Cost & Usage Tracking
[Live — April 2026] Credits System
Leadmetrics uses a credit-based model for agent content generation. Credits are the subscription currency; LLM USD costs are tracked separately for internal visibility.
Package — @leadmetrics/billing
packages/billing/src/
index.ts # public exports
rates.ts # CREDIT_RATES constant
balance.ts # getOrCreateCreditBalance, reserveCredits, consumeCredits, releaseCredits, getCreditCostPrisma Models (packages/db/prisma/schema.prisma)
| Model | Purpose |
|---|---|
CreditBalance | One row per tenant — available, reserved, consumed, totalAllocated |
CreditLedger | Immutable audit trail — type ∈ allocated/consumed/reserved/released/adjusted/topped_up |
CreditTopupOrder | Razorpay top-up order records |
Credit Rates
| Credit type | Rate | Agent / worker |
|---|---|---|
context_file | 2 | setup.worker (context-file-writer step only) |
strategy | 5 | strategy-writer.worker |
deliverable_planner | 1 | strategy.worker |
activity_planner | 2 | activity.worker |
blog_post | 2 | blog-writer.worker |
social_post | 1 | social-post-writer.worker |
landing_page | 3 | landing-page-writer.worker |
gbp_post | 1 | gbp-post-writer.worker |
email_newsletter | 2 | email-writer.worker |
social_calendar | 1 | social-calendar-planner.worker |
google_ads_rsa | 2 | google-ads-writer.worker |
meta_ads | 2 | meta-ads-writer.worker |
report | 2 | report-writer.worker + custom-report-writer.worker |
research_notes | 1 | research-note-writer.worker |
topic_research | 1 | topic-researcher.worker |
ads_analysis | 1 | ads-analyst.worker |
anomaly_detection | 1 | anomaly-detector.worker |
review_response | 1 | review-response-writer.worker |
site_audit | 2 | site-auditor.worker |
keyword_cluster | 1 | keyword-researcher.worker |
content_brief | 1 | content-brief-writer.worker |
backlink_research | 1 | backlink-researcher.worker |
backlink_outreach | 1 per email | backlink-outreach-writer.worker |
channel_insight | 1 | all 8 channel insight workers (via insight-worker-base) |
ai_narrative | 1 | brand-narrative-analyst.worker |
ai_visibility | 1 per run | ai-visibility-monitor.worker |
Not charged: rag-ingestion (indexing utility), website-crawler (no LLM), social-post-designer (image generation), blog-faq-writer (secondary enrichment of an already-charged blog post), ai-visibility-seeder (setup utility).
Worker Patterns
Pattern A — createContentWorker (14 workers): Pass creditType in options; billing is handled centrally in content.worker.ts:
createContentWorker("email-writer", { creditType: "email_newsletter" })Pattern B — Standalone workers: Reserve before execute, release on all failure paths, consume after DB save. All consumeCredits/releaseCredits calls are non-fatal (.catch(log.warn)).

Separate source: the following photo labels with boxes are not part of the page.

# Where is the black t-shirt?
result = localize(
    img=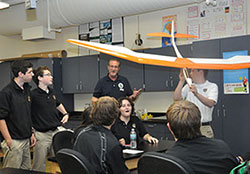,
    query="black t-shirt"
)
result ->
[74,126,129,174]
[166,136,238,174]
[93,75,133,99]
[111,116,148,144]
[31,87,61,132]
[0,80,32,140]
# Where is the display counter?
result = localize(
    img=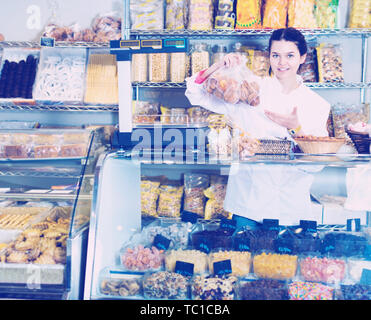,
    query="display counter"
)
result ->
[84,151,371,300]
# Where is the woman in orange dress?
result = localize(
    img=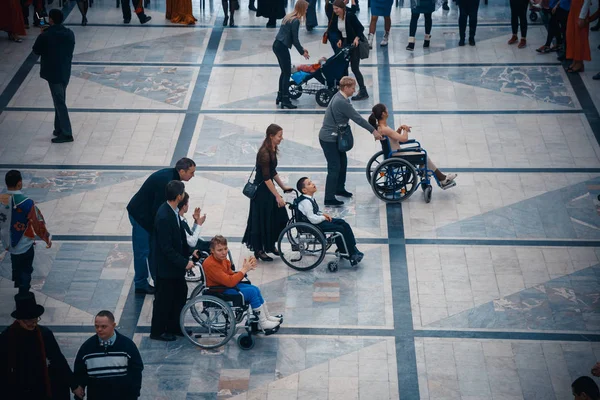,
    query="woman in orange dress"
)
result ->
[567,0,597,73]
[165,0,198,25]
[0,0,27,43]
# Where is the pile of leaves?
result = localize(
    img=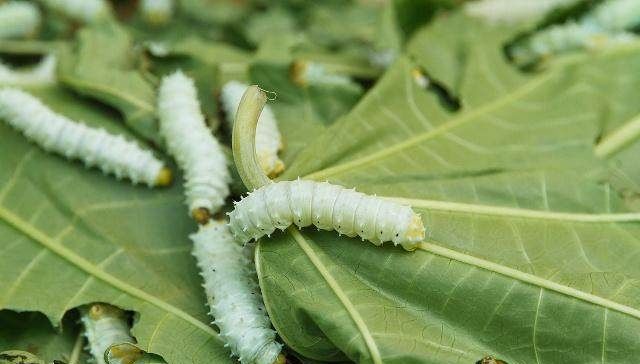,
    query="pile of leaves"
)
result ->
[0,0,640,364]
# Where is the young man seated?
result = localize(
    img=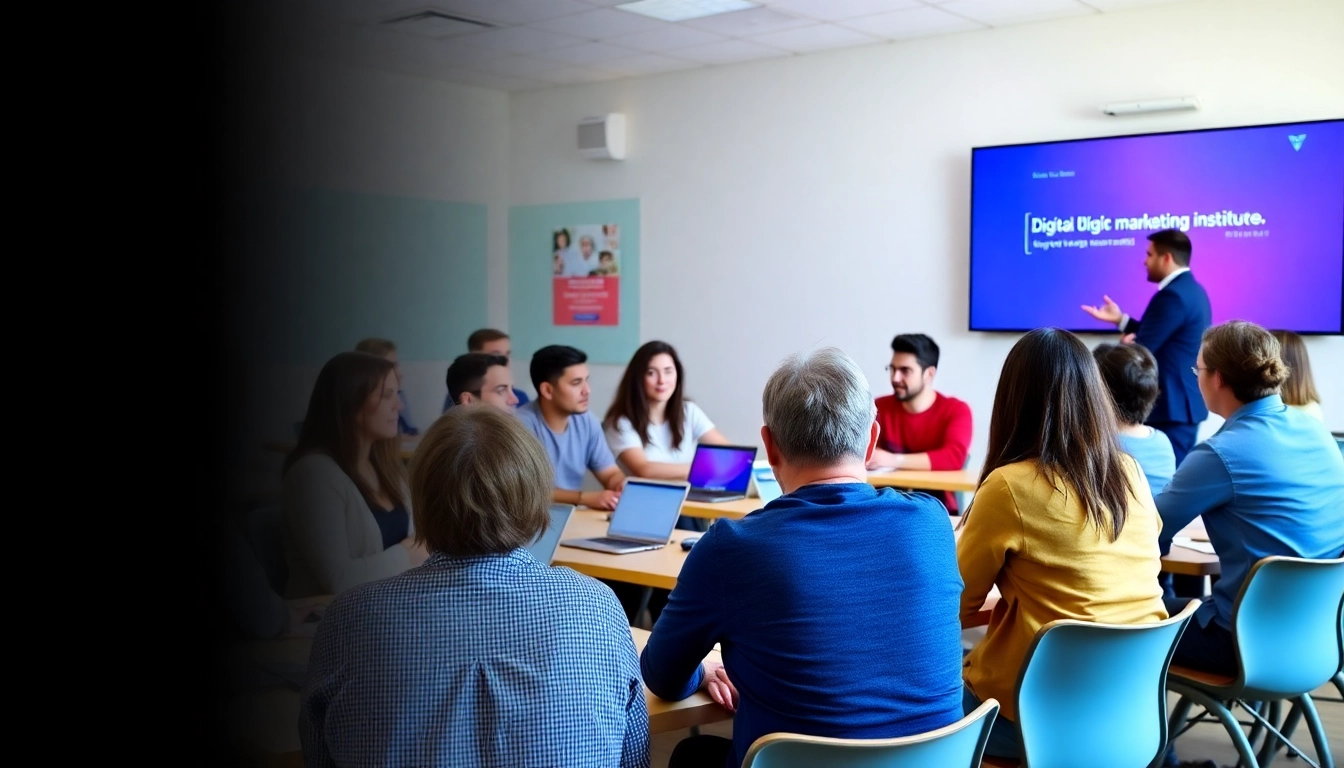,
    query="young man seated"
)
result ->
[640,348,962,768]
[517,344,625,510]
[444,328,528,413]
[445,352,517,413]
[868,334,970,514]
[298,406,649,768]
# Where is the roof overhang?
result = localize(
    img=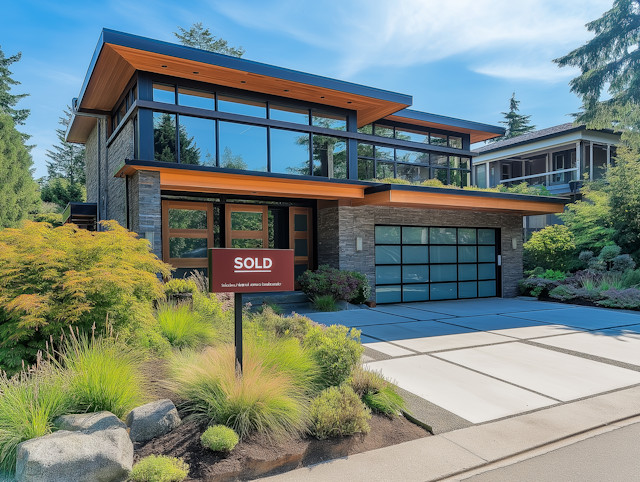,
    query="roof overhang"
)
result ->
[70,29,413,139]
[351,184,568,216]
[385,109,505,144]
[115,160,568,216]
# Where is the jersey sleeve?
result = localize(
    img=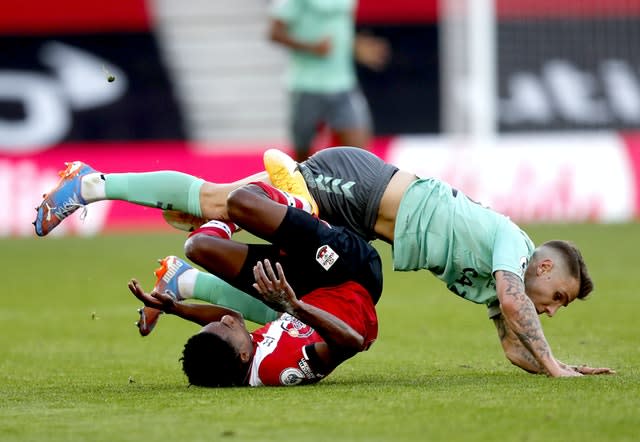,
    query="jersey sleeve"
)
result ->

Insight workers: Billing wired once in packages/agents/src/workers/insights/insight-worker-base.ts — all 8 channel insight workers inherit it automatically.
API
GET /admin/v1/billing/tenant-usage?tenantId=— requireSuperAdmin; returns credits + recent ledger + LLM 30-day aggregatesPOST /admin/v1/billing/credits/adjust— manual credit adjustment
UI Screens
Dashboard /usage — Credits & Usage: balance progress bar (violet/amber/red thresholds), Razorpay top-up, recent ledger.
Dashboard /costs — LLM Costs: 30-day totals, daily bar chart, by-agent-role table, by-model table. Data source: AgentRun table (costUsd, inputTokens, outputTokens).
Dashboard sidebar — “Billing” NavGroup: Credits & Usage (Coins icon) + LLM Costs (DollarSign icon), between Audit Logs and Settings.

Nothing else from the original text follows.